Out with the new, in with the old in Mavs-Nuggets | AspenTimes.com

Out with the new, in with the old in Mavs-Nuggets

Arnie Stapleton
The Associated Press
Aspen, CO Colorado
Dallas Mavericks' Jason Kidd (2) dives for a loose ball during the fourth quarter as San Antonio Spurs guard Tony Parker, left, of France, defends in Game 5 of a first-round Western Conference NBA playoff basketball series against the Dallas Mavericks in San Antonio, Tuesday, April 28, 2009. Dallas won 106-93, winning the first-round series 4-1. (AP Photo/Eric Gay)

DENVER ” Move over Tony Parker and Chris Paul. Make way for the old guards.

The second-round series between Dallas and Denver that begins Sunday at the Pepsi Center features two veteran floor leaders in point guards Jason Kidd, 36, of the Mavericks and Chauncey Billups, 32, of the Nuggets.

“Two old dogs,” Kenyon Martin said.

One great matchup, proclaimed Nuggets coach George Karl and Mavericks coach Rick Carlisle.

Kidd sent Parker packing along with the rest of the San Antonio Spurs, and Billups gave Paul and the New Orleans Hornets an early start on their summer break, too.

Billups and Kidd have met in the postseason before. Kidd’s Nets swept Billups’ Pistons in the 2003 Eastern Conference finals but bowed out to Detroit in the semifinals in ’04, when Billups got his ring.

“It’s been five years, they’re probably a step slower, but they’re smarter,” said Martin, who has a unique perspective on the matchup because he played with Kidd back then and he’s on Billups’ side now.

Billups said he hasn’t had to make concessions for age: “I’m still in my prime right now, so I haven’t had to.”

Kidd free acknowledges he’s changed his game as he’s gotten older, and Martin said Kidd’s only gotten better since they parted ways five years ago.

“The older you get, the more you have to think,” Martin said. “He’s always been a thinker on the court. But I think he’s thinking more than he ever has. I think that’s why they’re playing as well as they are.”

Billups is the main reason the Nuggets made it out of the first round for the first time in 15 years.

“Chauncey’s probably a better scorer than Jason is, but Jason’s probably a better passer,” Karl said. “But the orchestration of their teams, they’ve been doing it for years. Chauncey’s done it for six years (in Detroit) and now he’s done it for us. Jason was incredible for many, many years, and now he’s doing it with Dallas.”

Carlisle has coached both men. He had Billups in Detroit in 2003 before facing him with Indiana in the 2004 and ’05 playoffs.

“If you’re a young player who plays the point guard position, watch this series because you’re going to see two of the best and most experienced in the game,” Carlisle said. “And you’re going to see contrasting styles. Each guy leads his team in a different way.

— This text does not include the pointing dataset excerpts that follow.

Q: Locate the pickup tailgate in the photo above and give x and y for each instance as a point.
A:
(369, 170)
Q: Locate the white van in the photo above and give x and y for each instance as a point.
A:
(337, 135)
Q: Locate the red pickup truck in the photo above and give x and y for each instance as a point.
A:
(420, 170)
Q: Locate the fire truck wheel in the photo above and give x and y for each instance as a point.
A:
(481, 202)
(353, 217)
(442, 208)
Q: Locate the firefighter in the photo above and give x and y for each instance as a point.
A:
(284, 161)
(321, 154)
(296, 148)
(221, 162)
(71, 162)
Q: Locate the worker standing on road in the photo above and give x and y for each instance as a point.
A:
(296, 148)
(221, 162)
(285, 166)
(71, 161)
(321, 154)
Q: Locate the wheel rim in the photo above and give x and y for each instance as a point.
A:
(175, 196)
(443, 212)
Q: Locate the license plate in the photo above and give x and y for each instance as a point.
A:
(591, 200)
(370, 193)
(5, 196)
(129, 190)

“They lean on Chauncey for scoring a little more than we need to with Jason, but they both can put the ball in the hole, they both have a pulse on the players they’re playing with. It’s like a better basketball DVD ” just stick around and watch it because you’ll see great play at that position.”

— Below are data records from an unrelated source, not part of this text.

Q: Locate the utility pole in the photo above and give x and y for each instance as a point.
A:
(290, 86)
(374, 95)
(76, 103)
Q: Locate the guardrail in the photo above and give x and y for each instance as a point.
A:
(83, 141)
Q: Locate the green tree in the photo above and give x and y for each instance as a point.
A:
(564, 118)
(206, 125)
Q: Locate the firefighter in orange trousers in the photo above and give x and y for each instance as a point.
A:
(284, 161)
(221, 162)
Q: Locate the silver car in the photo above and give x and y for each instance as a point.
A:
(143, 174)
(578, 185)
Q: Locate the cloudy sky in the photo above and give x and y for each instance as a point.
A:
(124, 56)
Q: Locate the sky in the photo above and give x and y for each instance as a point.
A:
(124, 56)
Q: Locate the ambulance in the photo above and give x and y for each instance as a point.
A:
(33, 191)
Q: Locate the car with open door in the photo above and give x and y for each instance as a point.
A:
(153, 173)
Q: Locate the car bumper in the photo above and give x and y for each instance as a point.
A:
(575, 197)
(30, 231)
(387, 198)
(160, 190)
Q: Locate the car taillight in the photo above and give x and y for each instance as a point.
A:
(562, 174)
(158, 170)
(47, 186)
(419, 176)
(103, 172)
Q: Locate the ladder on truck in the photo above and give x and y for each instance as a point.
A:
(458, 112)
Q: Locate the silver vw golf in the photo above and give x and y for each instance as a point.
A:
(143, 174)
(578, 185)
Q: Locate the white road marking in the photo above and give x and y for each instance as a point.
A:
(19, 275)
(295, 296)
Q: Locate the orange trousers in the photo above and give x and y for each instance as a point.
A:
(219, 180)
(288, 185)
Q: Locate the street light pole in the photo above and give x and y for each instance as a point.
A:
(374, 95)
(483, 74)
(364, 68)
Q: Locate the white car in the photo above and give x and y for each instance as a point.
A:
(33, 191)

A blueprint on how to play the point?

“Well, that’s a great compliment,” Kidd said. “But when you look at Billups’ resume, he has a championship, he was the MVP, he’s been a winner wherever he’s gone. He’s come to Denver in the trade and changed the atmosphere here with some talented guys, so they’re probably watching him more than they’re watching me.

“For each of us, I think our careers have gotten better, but he has the trophy that I want.”

Billups considers this a wholly different challenge than he had in facing Paul, the Hornets’ ultra-quick All-Star point guard who was constantly hounded by double teams.

“With Jason you’ve got to worry about so many things,” Billups said. “He’s such a great rebounder, so you try to keep him off the glass. He’s a great standstill shooter, so you’ve got to try to keep him from spotting up. And he’s just one of the best facilitators of all time. Most of his damage he does is in transition and it’s tough to guard people in transition.”

What both men have in common is the know-how that comes from years of playoff experience.

“It’s big because as you advance each round it gets more challenging on every level,” Carlisle said. “The competition gets better, the intensity of the buildings, each guy has to manage the emotions of the younger players on his team. The respective leadership qualities of each guy will go a long way in deciding how well their teammates play. It’s a great matchup.”

Dallas All-Star Dirk Nowitzki said besides being winners, “both of them a a lot of experience and they just carry something about themselves out there that makes you follow them. That should be a fun one to watch.”